Recently, Malik MA conducted one study indicating that individuals who living in the Kashmir Valley carrying -181 GG genotype were related to high risk of gastric cancer . Besides, Ghilardi et al. observed the -181A/G polymorphism was associated with increased risk of colorectal cancer development . However, Peng et al. performed a meta-analysis and suggested the association between MMP7 -181 A G and increased cancer risk was found in the gastric cancer subgroup, no significant difference was found in the colorectal cancer subgroup .
In this meta-analysis, significant association was found between the MMP7 -181 A/G polymorphism and risk of gastric cancer. Besides, the association was more significant in the recessive model compared with the dominant model. Functional analysis in vitro has shown that nuclear proteins bind with higher affinity to the -181 G allele than to the -181 A allele and promoter activity variation of the -181G allele was about 2-3 times than that of the -181 A allele, which may induce elevation of the protein expression, so individuals with GG genotype could have a higher risk of the gastric cancer than with GA genotype. For ESCC and colorectal cancer, the significant associations were just found in the dominant model and homozygote model respectively. We also found Asians with GG genotype had higher risk of cancer compared to Caucasians. Several factors such as environmental factors and different genetic backgrounds might contribute to the difference. Furthermore, inconsistent results were observed between hospitalbased studies and population-based studies. Controls in populationbased studies were more representative of general population than controls from hospital-based studies.

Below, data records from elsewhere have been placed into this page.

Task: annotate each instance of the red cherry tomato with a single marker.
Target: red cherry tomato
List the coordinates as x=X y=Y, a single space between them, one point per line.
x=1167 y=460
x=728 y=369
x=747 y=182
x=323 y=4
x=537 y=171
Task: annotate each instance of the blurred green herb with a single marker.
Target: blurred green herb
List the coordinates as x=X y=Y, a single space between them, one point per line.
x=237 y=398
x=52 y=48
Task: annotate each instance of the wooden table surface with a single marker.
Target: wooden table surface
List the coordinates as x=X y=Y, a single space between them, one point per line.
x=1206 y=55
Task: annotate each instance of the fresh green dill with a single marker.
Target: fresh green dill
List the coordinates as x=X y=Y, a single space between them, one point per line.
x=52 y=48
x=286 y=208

As in all research, our study has limitations. First, the controls were not uniformly defined. Second, studies involved in different ethnicities are warranted to estimate the effects of this functional polymorphism on digestive system cancer risk. Third, due to the original data of the eligible studies are not available. It is difficult to evaluate the roles of diet, alcohol consumption, and smoking status in digestive cancer development.
In conclusion, our meta-analysis suggested that the MMP7 -181 A/G polymorphism may be a risk factor in digestive system cancer development, especially among Asian population. Large well-designed studies are needed to validate our findings in the future.